Shoulder Arthroscopy
Shoulder arthroscopy has largely supplanted open surgery for many shoulder pathologies and merits brief consideration in the context of surgical anatomy. The principal portals include: Posterior portal: Approximately 2 to 3 cm inferior and 1 to 2 cm medial to the posterolateral corner of the acromion. The “soft spot” between the infraspinatus and teres minor. Provides the principal viewing portal for the glenohumeral joint. Anterior portal: Established under direct vision through the rotator interval (between the supraspinatus and subscapularis). Provides the principal working portal for anterior shoulder procedures. Anterolateral portal: Inferior to the anterior acromial edge. Used for subacromial procedures and for some rotator cuff repairs. Posterolateral portal: Inferior to the posterior acromial edge. Used for subacromial procedures. Lateral portal: Through the deltoid 2 to 3 cm lateral to the acromial edge. Used for subacromial procedures and rotator cuff repair. Multiple accessory portals (e.g., 5 o’clock portal, Nevasier portal, trans-rotator cuff portal) are added as needed for specific procedures. The arthroscopic examination systematically visualizes the glenohumeral joint, with attention to the labrum (Bankart and SLAP lesions), the rotator cuff (articular-sided tears), the long head of biceps, the cartilage surfaces, and the capsule. The subacromial space is examined separately for bursal-sided cuff tears, the coracoacromial arch, and the AC joint.

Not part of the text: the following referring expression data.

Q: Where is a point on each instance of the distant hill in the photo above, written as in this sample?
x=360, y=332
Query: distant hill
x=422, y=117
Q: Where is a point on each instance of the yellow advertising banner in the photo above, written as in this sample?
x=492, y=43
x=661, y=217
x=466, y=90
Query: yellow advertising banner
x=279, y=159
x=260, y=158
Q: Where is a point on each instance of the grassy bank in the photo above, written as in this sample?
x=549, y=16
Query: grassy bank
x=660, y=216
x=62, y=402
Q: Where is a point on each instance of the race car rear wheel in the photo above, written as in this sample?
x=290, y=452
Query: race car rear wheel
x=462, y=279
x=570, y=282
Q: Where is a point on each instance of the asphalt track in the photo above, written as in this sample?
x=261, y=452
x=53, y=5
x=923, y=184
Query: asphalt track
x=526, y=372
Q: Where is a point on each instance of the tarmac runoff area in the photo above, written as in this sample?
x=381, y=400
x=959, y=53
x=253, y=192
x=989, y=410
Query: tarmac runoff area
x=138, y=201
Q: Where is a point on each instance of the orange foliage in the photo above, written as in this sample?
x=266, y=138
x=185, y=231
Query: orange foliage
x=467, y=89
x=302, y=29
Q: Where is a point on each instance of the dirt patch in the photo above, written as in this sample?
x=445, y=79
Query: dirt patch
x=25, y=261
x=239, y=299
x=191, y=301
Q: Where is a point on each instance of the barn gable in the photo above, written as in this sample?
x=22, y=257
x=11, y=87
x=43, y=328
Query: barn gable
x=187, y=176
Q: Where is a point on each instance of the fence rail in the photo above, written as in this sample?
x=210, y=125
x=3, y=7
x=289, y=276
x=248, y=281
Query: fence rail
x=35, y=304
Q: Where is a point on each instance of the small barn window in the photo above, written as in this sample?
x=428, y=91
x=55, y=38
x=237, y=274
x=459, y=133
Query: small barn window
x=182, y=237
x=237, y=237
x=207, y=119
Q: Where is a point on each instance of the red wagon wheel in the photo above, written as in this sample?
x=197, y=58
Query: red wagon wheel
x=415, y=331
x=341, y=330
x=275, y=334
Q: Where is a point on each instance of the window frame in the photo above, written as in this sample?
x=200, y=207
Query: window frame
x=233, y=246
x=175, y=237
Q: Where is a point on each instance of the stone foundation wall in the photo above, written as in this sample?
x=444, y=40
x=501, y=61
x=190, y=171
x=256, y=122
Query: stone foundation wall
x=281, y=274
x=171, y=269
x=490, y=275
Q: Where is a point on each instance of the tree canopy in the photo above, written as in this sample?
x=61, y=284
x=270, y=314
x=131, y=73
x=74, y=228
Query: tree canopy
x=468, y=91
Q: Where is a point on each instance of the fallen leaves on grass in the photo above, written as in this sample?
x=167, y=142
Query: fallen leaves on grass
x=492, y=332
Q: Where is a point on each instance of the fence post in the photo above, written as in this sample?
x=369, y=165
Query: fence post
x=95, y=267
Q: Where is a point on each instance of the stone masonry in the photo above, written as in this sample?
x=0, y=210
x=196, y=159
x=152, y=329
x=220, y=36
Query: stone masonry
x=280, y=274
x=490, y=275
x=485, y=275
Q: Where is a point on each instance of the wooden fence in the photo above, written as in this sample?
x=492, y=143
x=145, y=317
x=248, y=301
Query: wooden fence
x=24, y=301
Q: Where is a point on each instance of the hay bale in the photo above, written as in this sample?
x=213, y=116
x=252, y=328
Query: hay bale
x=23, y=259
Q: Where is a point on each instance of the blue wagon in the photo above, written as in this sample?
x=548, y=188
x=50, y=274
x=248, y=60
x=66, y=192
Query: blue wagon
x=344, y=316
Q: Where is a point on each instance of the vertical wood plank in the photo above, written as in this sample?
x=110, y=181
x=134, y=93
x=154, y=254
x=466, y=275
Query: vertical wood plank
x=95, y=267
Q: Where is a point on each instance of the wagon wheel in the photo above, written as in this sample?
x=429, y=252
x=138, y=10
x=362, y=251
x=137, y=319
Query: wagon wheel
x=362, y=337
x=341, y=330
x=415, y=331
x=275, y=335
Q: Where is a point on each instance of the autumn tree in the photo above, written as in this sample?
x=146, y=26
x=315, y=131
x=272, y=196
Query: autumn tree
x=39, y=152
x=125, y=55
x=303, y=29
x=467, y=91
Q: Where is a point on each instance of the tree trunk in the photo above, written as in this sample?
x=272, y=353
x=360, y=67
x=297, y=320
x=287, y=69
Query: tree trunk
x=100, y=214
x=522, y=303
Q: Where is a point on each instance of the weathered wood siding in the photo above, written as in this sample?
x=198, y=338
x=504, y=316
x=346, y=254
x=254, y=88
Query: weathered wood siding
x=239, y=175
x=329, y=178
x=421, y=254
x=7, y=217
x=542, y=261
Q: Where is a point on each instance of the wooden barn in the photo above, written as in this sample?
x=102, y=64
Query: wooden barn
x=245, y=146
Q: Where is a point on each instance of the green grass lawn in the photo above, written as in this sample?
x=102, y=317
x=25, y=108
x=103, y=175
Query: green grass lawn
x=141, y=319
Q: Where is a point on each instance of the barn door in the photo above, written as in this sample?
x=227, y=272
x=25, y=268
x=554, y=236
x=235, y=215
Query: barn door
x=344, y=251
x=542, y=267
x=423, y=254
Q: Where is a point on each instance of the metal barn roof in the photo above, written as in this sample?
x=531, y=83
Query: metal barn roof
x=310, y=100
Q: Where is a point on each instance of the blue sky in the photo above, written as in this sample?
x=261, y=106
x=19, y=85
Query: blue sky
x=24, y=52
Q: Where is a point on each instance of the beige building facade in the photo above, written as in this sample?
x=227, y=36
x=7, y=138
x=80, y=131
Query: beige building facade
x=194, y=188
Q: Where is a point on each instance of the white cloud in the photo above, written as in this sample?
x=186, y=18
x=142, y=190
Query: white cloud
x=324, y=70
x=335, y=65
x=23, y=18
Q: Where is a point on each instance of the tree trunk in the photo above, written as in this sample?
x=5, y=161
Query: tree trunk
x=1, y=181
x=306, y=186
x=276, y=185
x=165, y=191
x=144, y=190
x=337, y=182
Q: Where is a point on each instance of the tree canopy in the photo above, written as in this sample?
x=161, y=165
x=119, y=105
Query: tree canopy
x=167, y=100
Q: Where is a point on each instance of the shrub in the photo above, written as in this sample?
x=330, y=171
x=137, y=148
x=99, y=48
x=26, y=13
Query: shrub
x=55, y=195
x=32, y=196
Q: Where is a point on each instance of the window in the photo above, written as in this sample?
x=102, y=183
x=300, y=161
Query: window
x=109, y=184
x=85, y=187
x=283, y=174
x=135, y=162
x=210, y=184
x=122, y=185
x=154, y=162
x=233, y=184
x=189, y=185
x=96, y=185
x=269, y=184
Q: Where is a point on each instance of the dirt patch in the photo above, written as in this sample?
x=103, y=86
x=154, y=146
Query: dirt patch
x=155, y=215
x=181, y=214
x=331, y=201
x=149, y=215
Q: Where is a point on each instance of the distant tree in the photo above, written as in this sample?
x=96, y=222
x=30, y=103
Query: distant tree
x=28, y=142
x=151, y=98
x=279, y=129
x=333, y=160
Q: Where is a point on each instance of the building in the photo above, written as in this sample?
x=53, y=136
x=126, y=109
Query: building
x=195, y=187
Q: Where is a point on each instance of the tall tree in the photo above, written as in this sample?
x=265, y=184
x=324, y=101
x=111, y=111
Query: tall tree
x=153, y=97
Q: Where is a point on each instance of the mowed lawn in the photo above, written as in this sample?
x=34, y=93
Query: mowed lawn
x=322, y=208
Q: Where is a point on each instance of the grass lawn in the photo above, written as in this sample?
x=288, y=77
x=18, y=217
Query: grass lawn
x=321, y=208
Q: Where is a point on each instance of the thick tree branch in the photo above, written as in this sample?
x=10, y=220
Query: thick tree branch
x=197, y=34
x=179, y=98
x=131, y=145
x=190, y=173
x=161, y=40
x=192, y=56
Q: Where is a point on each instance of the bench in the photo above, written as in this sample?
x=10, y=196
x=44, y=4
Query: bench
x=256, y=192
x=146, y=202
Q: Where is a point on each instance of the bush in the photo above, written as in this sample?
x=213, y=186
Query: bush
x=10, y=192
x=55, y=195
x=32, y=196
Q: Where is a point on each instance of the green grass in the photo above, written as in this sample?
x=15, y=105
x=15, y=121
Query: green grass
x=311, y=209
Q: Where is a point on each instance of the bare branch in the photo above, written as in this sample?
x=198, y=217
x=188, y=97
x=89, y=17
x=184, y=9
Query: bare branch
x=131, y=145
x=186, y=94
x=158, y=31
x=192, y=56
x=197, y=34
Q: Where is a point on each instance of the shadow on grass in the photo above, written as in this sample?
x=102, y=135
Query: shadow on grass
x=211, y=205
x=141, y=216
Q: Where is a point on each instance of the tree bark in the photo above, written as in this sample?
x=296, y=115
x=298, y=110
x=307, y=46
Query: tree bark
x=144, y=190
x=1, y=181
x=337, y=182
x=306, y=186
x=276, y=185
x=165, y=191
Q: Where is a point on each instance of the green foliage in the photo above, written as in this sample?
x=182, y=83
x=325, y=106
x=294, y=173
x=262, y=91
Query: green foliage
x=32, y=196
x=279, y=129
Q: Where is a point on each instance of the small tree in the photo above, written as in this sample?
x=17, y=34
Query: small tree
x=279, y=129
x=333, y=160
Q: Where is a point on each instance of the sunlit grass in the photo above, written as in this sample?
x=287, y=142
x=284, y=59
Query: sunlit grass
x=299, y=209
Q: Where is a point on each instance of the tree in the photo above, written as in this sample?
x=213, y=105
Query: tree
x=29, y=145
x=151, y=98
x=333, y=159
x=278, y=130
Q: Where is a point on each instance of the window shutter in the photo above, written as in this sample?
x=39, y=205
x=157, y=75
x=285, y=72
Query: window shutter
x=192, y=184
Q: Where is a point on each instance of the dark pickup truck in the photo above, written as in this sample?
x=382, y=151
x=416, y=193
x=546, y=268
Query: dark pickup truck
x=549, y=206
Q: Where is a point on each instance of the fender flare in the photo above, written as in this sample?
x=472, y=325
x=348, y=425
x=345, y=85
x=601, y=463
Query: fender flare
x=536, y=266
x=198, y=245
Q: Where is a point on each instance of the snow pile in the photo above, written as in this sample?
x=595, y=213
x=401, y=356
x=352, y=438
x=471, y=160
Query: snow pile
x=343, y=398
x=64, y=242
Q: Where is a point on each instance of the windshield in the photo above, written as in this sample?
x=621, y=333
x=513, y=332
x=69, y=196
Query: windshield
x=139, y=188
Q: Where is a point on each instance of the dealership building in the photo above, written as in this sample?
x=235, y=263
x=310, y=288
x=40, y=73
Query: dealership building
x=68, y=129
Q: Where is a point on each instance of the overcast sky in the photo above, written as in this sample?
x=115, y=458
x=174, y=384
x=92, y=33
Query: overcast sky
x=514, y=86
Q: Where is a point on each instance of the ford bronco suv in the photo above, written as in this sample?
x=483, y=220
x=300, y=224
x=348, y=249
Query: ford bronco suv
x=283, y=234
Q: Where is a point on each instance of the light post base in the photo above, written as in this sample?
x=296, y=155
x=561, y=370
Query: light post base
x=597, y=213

Summary and Take-Home Points
The shoulder offers a substantial set of surgical approaches reflecting its mobility, complex muscular envelope, and proximity to neurovascular structures. The deltopectoral approach is the workhorse for the anterior shoulder, using the avascular plane between the deltoid (axillary nerve) and the pectoralis (pectoral nerves), with the cephalic vein as the surface landmark; the musculocutaneous nerve entering coracobrachialis approximately 5 to 8 cm distal to the coracoid limits medial retraction; the subscapularis management (vertical incision, lesser tuberosity osteotomy, or peel) is a key surgical decision in many anterior procedures. The posterior approach between infraspinatus and teres minor provides access to the posterior glenoid and capsule, with the axillary nerve running below the deltoid limiting deltoid split to approximately 5 cm distal to the
acromion. The anterior axillary approach is a cosmetic alternative to deltopectoral. The superior (saber-cut) approach with deltoid-splitting incision provides access to the superior rotator cuff and AC joint. The rotator cuff comprises four muscles (supraspinatus, infraspinatus, teres minor, subscapularis) functioning principally as dynamic stabilizers of the humeral head in the glenoid; the deltoid is the principal abductor with three heads (anterior, middle, posterior). The axillary nerve in the quadrilateral space is the critical neurological structure at risk in shoulder surgery, supplying the deltoid and teres minor and the lateral skin of the upper arm. The musculocutaneous nerve entering coracobrachialis and the suprascapular nerve in the suprascapular and spinoglenoid notches are additional neurological structures requiring protection. The long thoracic nerve along the chest wall surface of serratus anterior is at risk in lateral chest wall procedures and produces scapular winging when injured. Shoulder arthroscopy has supplanted many open procedures and uses standard posterior, anterior, anterolateral, lateral, and accessory portals to access the glenohumeral joint and subacromial space. The chapter that follows turns to the arm and humerus, continuing the systematic regional anatomy through the upper extremity.